Свидания с семьей ему не запрещались, но для себя Ветурлиди такую возможность даже не рассматривал – сжигавшее его чувство стыда не позволило бы ему взглянуть в глаза Вере и их сыну. Он с ужасом представлял себе, через какое горнило они вынуждены проходить по его милости. Сын уже, конечно, совсем взрослый – девятнадцать лет, – но Ветурлиди до сих пор ощущал острую боль в груди, когда вспоминал, как парень, стоя на лестнице той ночью, кричал от испуга и безысходности, в то время как он сам не находил слов, чтобы его успокоить.
Каким бы ни оказался приговор, сможет ли Ветурлиди вернуться к своей прежней жизни? На этот счет он сильно сомневался. Удастся ли ему вернуть доверие семьи? Или их отношения будут навсегда отравлены подозрительностью, даже если его оправдают? А как же все остальные? Сможет ли он вернуться на работу? Ходить по улице с высоко поднятой головой? Не отводить глаз при встрече с соседями?
Эти вопросы угнетали Ветурлиди даже сильнее, чем страх приговора и возможный тюремный срок, – все его терзания обратились в тяжкую ношу, вынести которую было не под силу ни одному человеку на свете. Иногда ему хотелось просто уснуть и больше не проснуться.
15
Рабочая неделя выдалась напряженной, и к пятнице Хюльда в полной мере ощущала упадок сил. Ее поддерживала лишь заманчивая перспектива столь редко выпадавших на ее долю выходных, когда она наконец сможет отвлечься от хлопотных, а порой и изматывающих полицейских обязанностей. Такого понятия, как рутина, в ее работе просто не существовало, и, отправляясь утром или вечером на службу, Хюльда должна была быть готовой к тому, что ее в любой момент могут вызвать по самым разным делам, в том числе и сопряженным с насилием или смертью. Однако за годы службы она научилась проводить четкую грань между домом и работой.

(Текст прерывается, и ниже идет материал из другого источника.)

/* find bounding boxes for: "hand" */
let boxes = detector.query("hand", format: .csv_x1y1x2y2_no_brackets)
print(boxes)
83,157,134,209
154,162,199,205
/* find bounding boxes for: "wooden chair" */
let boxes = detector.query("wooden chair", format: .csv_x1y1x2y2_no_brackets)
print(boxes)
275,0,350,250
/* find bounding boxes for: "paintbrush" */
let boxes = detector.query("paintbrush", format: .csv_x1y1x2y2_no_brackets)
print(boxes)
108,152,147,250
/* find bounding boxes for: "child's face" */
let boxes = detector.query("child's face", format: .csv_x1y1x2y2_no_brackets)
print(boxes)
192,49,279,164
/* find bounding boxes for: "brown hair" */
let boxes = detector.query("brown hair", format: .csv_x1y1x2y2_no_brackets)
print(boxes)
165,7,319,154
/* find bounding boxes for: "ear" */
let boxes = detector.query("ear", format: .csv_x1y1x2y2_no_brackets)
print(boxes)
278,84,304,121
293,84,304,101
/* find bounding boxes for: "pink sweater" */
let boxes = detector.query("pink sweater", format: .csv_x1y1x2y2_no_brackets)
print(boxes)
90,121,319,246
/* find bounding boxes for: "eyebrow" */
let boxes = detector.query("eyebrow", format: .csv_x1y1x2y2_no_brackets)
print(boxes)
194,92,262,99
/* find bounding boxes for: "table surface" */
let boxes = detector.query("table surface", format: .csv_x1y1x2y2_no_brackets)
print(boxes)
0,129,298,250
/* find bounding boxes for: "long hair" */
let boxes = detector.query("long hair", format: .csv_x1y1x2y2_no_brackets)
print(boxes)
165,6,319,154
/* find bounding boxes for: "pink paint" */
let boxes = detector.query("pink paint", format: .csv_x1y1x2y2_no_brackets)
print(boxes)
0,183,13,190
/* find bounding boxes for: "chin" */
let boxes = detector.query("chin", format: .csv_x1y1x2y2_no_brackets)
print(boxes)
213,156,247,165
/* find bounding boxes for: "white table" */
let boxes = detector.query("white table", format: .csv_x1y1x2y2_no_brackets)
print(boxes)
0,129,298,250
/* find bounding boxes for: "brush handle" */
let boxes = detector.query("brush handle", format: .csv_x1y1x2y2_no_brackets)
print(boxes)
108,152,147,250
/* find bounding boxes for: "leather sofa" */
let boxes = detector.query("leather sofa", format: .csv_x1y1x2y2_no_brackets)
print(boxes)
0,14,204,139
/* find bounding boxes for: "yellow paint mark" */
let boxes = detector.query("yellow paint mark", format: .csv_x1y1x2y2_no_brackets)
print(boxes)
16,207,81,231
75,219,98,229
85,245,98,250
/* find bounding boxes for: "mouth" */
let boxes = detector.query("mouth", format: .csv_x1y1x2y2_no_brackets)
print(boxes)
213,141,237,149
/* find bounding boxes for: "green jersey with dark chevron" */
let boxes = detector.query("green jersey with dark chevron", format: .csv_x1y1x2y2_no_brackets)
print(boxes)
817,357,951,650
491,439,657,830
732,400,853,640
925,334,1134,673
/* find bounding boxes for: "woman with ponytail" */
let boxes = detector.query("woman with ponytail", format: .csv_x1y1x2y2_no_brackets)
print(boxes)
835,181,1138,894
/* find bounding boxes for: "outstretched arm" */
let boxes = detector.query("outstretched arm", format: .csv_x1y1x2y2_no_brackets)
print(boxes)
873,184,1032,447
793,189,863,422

Не переходить эту грань поначалу у нее получалось с переменным успехом – будучи на связи двадцать четыре часа в сутки и беспрестанно прокручивая в голове те дела, которые не удалось завершить до конца рабочего дня, она, собственно говоря, находилась на службе постоянно. Но граница, за которой прекращались любые разговоры о работе, пролегала на пороге ее дома – дом был ее святилищем, поэтому обсуждать служебные дела ни за кухонным столом, ни в гостиной, ни где бы то ни было еще в его стенах она себе не позволяла.
Как обычно в пятницу, на дорогах были пробки, но по мере того как Хюльда приближалась к повороту на Аульфтанес[5]
, движение стало более свободным, и она смогла наконец немного разогнаться на своей новенькой «шкоде». Хюльда купила машину в начале года и была ею очень довольна. По сути, это был ее первый собственный автомобиль. До этого они с Йоуном пользовались одной машиной на двоих, что, безусловно, требовало немалой организованности и терпения, и не в последнюю очередь потому, что они приняли решение поселиться так далеко от города. Однако годом ранее бизнес Йоуна принес неплохой доход, и супруги решились на покупку еще одного автомобиля. Машина предназначалась Хюльде, поэтому у нее была полная свобода выбора – конечно, в разумных пределах. Ей пришлась по душе зеленая «шкода» с двумя дверцами, за рулем которой она сейчас и находилась.Хюльда заранее подготовила провизию на сегодняшний вечер – в холодильнике лежали бифштексы, которые оставалось просто поджарить, а также газировка. Такое меню устраивало ее домашних, да и особых усилий для его приготовления не требовалось, учитывая, что был вечер пятницы. После ужина они обычно усаживались в гостиной перед телевизором. Сама Хюльда не была большой поклонницей телевидения и смотрела его, исключительно чтобы составить компанию дочери. Хюльде больше нравилось проводить свободное время на воздухе – в саду, глядя на море, или в горах, если выпадала такая возможность. Йоун же по характеру был домоседом, но все-таки поддавался на уговоры Хюльды и сопровождал ее в вылазках на природу.